If the COVID-19 pandemic has taught us anything, it is that embracing technology will help businesses survive the ‘new normal’ and continue to flourish. During the lockdown, everything moved online and those businesses who didn’t have a website, social media platform, or presence on the web, suffered. SUITABLEE is a clothing company based in Canada that is unusual in that they embrace a winning combination of both the old and the new to blaze a trail into a brave new world. SUITABLEE founders, the Siow brothers, believe that only by embracing technology can businesses have a future.
“As a leading provider of custom suits, the COVID-19 pandemic could have finished us, but instead we’ve come out the other side with triple-digit online sales growth,” explains SUITABLEE co-founder and CEO Jean-Sebastien Siow. “As old-school tailors, we’re a very hands-on business and need to interact with our clients via physical meetings to create a product tailored to their unique specifications. Yet, thanks to artificial intelligence algorithms we were able to simplify the process and take measurements from customers in their own home to create the world’s first AI-enabled custom suits.”
Suits made via a computer sound like something straight out of a science-fiction movie. However, as SUITABLEE will testify, it works and works well. Using automatic sizing technology, the process works by matching customers’ measurement profiles to the scans of previous actual clients’ bodies to generate custom garment patterns. Via a Zoom consultation, clients go through the made-to-measure process. Different fabrics are available for shipment via post for those who want to feel the material of their new custom-made suit before making the choice. SUITABLEE also offers clients a design platform where they can design and style their suits.
SUITABLEE co-founder and COO, Jean-Jeremie Siow says, “Pretty much all a client now has to do is answer 12 simple questions and we can create an exquisitely tailored suit for them without ever meeting them in the flesh. Our business model is almost tailor-made for the lockdowns we’ve all been experiencing. For years, we’ve been noticing a growing trend from brick-and-mortar to online in all aspects of the retail industry. The pandemic has just accelerated that process. Obviously, this was always going to be tricky in the world of tailored suits, but as you can see, we’ve adapted and now there’s no going back.”

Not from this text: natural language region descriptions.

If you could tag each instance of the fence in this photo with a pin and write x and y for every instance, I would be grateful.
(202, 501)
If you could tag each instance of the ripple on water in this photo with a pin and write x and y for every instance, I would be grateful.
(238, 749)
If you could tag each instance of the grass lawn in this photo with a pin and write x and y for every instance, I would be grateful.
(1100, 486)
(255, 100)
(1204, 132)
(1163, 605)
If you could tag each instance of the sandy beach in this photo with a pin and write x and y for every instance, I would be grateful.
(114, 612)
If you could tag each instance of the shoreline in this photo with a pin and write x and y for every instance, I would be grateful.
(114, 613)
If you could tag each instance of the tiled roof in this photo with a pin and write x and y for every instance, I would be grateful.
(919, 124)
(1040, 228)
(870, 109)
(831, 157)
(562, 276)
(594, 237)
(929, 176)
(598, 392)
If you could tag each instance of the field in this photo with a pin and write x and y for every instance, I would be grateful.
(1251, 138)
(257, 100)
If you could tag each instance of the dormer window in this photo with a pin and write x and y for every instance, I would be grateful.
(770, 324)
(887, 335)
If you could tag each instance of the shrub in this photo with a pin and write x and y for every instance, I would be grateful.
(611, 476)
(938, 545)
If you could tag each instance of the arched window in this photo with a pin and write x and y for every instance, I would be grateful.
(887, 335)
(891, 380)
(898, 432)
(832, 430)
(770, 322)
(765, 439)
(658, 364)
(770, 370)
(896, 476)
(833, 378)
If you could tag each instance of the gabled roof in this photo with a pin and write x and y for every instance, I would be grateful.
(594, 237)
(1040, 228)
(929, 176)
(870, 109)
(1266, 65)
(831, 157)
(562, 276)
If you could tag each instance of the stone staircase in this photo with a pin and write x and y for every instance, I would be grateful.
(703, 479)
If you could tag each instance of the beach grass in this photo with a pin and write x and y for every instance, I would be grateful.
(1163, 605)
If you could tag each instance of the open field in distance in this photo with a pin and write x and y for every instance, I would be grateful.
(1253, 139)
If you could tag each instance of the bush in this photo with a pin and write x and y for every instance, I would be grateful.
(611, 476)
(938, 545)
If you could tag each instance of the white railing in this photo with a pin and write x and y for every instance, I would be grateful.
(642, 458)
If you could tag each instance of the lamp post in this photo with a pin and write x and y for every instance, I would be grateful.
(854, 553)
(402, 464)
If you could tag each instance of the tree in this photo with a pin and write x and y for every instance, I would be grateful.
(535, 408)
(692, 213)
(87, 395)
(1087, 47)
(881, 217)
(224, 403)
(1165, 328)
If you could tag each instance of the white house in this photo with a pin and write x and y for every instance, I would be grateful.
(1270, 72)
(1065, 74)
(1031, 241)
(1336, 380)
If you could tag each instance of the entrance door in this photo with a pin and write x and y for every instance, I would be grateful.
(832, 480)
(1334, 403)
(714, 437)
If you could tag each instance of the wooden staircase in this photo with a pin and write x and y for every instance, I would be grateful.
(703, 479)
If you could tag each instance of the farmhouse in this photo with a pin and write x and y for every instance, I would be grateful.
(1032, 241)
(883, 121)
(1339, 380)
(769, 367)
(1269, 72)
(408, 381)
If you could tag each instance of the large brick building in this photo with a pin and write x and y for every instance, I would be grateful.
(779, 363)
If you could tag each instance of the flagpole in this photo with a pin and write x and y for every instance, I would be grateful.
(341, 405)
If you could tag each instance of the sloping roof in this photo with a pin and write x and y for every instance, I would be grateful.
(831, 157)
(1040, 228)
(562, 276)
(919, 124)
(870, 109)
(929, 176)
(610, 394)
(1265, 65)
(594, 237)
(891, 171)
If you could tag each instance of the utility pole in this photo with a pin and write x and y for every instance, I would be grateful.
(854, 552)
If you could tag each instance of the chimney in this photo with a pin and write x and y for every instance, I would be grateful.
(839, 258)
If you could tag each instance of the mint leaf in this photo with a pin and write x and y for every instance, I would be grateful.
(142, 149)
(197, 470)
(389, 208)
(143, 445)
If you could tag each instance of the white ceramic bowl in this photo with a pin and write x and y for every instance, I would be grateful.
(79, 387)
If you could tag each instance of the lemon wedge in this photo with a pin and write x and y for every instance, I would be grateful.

Jean-Sebastien Siow agrees with his brother. “It doesn’t matter if you want to embrace technology as a business or not. You simply have no choice in the matter anymore,” he says. “Even as the retail sector slowly recovers, many businesses and brands will concentrate less on the bricks-and-mortar side of their operations, in favor of focusing more time and attention online. That is certainly the case with us. Customers’ shopping habits are changing. We need to change with them. We have the technology. We have the skill set. It’s simply a case of doing what we’ve always done, and that is delivering the goods.”